EX-99.5 6 d331902dex995.htm EX-99.5 EX-99.5

Exhibit 99.5

April 24, 2018

Board of Directors

Kemper Corporation

One East Wacker Drive

Chicago, IL 606061

 

Re: Amendment No. 1 to Registration Statement on Form S-4 of Kemper Corporation, filed April 24, 2018 (the “Amended Registration Statement”)

Ladies and Gentlemen:

Reference is made to our opinion letter, dated February 13, 2018 (“Opinion Letter”), with respect to the fairness from a financial point of view to Kemper Corporation (the “Company”) of the Aggregate Consideration (defined in the Opinion Letter) to be paid by the Company for all of the outstanding shares of common stock, no par value per share, of Infinity Property and Casualty Corporation (“Infinity”) pursuant to the Agreement and Plan of Merger, dated as of February 13, 2018, by and among the Company, Vulcan Sub, Inc., a wholly owned subsidiary of the Company, and Infinity.

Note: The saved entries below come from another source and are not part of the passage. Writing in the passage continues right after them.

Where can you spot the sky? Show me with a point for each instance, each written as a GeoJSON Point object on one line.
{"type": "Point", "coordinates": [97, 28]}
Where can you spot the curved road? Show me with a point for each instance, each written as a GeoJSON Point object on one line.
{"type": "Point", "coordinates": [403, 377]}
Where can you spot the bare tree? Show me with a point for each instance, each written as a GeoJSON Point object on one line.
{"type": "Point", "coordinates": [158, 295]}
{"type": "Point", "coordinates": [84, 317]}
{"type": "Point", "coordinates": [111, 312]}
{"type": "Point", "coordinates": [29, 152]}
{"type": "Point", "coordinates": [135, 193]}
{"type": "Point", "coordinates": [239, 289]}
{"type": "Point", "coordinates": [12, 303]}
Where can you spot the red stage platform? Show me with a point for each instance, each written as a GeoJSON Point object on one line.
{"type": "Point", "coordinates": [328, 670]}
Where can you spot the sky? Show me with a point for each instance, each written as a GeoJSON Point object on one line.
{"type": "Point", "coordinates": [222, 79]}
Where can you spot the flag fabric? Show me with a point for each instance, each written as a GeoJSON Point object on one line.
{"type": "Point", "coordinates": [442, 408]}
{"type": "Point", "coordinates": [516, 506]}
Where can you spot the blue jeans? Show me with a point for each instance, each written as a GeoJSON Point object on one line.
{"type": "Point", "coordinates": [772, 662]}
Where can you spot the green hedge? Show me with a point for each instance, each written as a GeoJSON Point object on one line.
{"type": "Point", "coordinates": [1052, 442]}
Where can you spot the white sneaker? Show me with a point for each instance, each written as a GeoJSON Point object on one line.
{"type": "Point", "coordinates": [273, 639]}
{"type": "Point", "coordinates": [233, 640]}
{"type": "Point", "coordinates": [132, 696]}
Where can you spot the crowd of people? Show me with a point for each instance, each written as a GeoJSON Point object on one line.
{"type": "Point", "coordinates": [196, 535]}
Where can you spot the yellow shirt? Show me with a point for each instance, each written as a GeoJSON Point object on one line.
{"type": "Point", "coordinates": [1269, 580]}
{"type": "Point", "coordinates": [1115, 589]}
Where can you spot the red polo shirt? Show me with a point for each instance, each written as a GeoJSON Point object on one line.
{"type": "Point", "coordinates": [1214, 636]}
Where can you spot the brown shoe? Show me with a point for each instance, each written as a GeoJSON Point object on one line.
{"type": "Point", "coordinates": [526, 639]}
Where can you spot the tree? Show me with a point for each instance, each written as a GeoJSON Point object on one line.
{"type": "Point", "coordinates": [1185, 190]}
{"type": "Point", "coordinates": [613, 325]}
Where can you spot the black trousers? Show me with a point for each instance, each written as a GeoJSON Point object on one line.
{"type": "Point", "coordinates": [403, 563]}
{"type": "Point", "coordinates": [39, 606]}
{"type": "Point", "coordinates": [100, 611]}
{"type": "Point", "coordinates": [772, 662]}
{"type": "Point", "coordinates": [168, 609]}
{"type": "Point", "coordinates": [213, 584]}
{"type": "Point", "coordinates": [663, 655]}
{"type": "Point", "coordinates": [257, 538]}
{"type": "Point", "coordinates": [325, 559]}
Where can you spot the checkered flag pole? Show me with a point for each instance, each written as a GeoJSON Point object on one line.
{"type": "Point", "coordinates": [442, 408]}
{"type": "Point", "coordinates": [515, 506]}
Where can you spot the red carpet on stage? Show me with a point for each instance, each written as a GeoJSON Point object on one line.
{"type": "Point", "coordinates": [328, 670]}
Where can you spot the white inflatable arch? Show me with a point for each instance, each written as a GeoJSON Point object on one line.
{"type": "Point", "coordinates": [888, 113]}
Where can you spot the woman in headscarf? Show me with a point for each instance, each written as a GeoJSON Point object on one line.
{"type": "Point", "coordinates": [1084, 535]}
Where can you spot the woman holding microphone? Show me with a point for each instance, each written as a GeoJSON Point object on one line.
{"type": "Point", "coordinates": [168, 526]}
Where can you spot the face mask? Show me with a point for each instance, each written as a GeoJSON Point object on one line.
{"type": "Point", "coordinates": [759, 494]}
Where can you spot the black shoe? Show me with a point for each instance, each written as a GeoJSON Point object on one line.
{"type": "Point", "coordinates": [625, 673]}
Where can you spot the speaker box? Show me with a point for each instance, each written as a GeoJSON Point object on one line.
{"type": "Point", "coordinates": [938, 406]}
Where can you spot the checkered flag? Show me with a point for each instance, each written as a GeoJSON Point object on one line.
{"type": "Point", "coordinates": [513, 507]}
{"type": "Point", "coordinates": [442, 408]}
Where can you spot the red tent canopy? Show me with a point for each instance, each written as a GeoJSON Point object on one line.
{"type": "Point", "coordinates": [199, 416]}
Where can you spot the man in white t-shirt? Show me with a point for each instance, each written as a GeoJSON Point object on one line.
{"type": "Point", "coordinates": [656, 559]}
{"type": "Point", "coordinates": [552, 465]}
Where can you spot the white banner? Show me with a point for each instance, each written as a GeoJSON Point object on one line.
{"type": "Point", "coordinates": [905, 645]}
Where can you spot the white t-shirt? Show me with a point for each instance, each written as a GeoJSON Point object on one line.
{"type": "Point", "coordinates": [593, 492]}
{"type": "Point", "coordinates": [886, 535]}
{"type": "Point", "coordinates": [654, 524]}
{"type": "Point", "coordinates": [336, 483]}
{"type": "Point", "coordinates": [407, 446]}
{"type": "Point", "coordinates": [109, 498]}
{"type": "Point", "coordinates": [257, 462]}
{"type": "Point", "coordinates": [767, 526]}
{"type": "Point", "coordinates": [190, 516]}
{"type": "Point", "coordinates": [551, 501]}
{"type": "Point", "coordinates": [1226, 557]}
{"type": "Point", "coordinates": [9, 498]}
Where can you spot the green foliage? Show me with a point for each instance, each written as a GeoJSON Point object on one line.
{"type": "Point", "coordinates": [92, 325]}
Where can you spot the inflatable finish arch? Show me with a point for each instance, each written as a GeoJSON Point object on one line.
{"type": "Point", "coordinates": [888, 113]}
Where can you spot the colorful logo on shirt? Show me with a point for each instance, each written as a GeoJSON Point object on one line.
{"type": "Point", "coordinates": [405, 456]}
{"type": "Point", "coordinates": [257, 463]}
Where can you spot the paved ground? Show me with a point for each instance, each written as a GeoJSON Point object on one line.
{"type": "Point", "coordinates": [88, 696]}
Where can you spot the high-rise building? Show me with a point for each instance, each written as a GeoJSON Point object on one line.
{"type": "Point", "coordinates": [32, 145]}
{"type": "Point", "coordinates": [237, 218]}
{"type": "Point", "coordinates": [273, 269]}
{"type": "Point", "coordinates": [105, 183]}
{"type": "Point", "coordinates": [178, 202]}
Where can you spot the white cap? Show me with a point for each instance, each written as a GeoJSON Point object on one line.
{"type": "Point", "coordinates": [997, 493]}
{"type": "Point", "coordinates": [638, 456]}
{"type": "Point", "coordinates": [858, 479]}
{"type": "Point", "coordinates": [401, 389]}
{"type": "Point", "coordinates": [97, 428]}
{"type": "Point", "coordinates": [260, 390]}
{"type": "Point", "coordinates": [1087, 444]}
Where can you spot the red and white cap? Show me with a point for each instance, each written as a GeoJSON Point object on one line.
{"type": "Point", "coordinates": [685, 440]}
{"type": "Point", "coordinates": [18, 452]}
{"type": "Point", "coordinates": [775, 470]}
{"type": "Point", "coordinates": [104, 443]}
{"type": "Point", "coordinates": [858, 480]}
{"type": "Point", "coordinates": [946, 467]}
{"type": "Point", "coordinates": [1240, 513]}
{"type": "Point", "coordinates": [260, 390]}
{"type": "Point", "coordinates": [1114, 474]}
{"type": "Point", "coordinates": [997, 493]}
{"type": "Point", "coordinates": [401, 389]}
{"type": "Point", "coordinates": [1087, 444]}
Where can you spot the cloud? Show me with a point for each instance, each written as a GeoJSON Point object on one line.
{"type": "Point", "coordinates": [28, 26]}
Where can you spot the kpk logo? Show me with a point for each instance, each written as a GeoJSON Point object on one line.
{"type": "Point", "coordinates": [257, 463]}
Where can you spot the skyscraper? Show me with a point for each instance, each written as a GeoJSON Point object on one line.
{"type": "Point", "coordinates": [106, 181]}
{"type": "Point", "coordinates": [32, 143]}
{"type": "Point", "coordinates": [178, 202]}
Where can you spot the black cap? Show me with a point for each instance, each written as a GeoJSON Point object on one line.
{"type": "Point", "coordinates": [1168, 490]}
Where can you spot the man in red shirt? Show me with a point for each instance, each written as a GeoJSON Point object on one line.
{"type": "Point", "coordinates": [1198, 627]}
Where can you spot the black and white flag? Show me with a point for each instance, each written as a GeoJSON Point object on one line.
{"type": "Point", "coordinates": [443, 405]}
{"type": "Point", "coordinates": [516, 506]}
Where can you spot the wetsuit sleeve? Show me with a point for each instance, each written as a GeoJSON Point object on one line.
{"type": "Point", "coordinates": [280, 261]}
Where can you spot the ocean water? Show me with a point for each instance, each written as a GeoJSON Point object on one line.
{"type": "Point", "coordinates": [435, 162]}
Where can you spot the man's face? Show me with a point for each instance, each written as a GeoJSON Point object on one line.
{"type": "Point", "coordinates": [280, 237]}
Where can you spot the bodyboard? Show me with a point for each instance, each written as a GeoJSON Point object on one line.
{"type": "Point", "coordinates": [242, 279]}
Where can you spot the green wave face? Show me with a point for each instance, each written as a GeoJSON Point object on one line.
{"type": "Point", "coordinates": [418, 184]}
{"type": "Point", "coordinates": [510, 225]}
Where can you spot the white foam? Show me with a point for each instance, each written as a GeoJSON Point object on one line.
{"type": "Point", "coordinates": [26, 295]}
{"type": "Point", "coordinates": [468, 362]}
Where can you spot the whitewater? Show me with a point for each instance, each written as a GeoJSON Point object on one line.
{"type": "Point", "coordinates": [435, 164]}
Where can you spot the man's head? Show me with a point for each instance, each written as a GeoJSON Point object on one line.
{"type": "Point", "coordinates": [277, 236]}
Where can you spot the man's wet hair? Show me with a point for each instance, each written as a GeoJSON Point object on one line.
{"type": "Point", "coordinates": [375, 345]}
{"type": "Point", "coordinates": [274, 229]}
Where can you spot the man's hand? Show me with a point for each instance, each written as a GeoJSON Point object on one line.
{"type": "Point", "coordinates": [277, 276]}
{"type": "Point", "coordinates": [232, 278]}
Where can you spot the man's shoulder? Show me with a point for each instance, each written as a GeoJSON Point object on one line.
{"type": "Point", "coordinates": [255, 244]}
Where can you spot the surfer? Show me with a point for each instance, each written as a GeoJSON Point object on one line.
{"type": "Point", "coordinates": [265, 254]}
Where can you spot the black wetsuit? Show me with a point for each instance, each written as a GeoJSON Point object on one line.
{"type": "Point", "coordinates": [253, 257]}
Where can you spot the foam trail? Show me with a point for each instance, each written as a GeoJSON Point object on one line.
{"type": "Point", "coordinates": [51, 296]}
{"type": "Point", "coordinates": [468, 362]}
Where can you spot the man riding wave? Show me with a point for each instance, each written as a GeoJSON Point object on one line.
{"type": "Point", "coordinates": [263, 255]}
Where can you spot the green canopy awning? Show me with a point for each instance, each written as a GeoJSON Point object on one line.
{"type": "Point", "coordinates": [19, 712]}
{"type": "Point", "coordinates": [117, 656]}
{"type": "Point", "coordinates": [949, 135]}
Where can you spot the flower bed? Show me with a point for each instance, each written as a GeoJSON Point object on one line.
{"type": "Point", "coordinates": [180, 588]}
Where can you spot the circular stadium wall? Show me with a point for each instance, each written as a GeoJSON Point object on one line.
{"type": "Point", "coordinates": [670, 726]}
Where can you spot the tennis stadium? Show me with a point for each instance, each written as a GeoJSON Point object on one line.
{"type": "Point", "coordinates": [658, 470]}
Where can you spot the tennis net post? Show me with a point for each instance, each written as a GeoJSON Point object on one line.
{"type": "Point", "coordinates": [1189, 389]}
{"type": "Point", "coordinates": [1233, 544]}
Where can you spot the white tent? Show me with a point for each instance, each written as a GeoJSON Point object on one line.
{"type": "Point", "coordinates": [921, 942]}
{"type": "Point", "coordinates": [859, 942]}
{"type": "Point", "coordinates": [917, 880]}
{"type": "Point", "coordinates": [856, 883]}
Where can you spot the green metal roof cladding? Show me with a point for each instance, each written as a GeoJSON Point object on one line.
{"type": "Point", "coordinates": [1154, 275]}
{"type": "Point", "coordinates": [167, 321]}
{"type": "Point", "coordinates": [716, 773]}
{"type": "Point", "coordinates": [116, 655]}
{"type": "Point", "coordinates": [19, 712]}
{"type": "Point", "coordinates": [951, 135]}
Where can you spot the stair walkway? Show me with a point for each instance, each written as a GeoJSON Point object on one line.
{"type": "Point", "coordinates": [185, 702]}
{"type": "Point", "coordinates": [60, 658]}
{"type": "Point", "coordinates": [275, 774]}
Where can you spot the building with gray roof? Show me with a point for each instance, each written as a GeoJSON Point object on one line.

The Opinion Letter is provided for the information and assistance of the Board of Directors of the Company in connection with its consideration of the transaction contemplated therein. We understand that the Company has determined to include our opinion in the Amended Registration Statement. In that regard, we hereby consent to the reference to our Opinion Letter under the captions “Summary—Opinion of Kemper’s Financial Advisor,” “The Merger—Background of the Merger,” “The Merger—Recommendation of the Kemper Board and Its Reasons for the Merger” and “The Merger—Opinion of Kemper’s Financial Advisor” and to the inclusion of the Opinion Letter as an Annex to the joint proxy statement/prospectus included in the Amended Registration Statement. Notwithstanding the foregoing, it is understood that our consent is being delivered solely in connection with the filing of the Amended Registration Statement and that our Opinion Letter is not to be used, circulated, quoted or otherwise referred to for any other purpose, nor is it to be filed with, included in or referred to, in whole or in part in any Amended Registration Statement (including any subsequent amendments to the Amended Registration Statement), proxy statement or any other document, except in accordance with our prior written consent. In giving such consent, we do not thereby admit that we come within the category of persons whose consent is required under Section 7 of the Securities Act of 1933 or the rules and regulations of the Securities and Exchange Commission thereunder.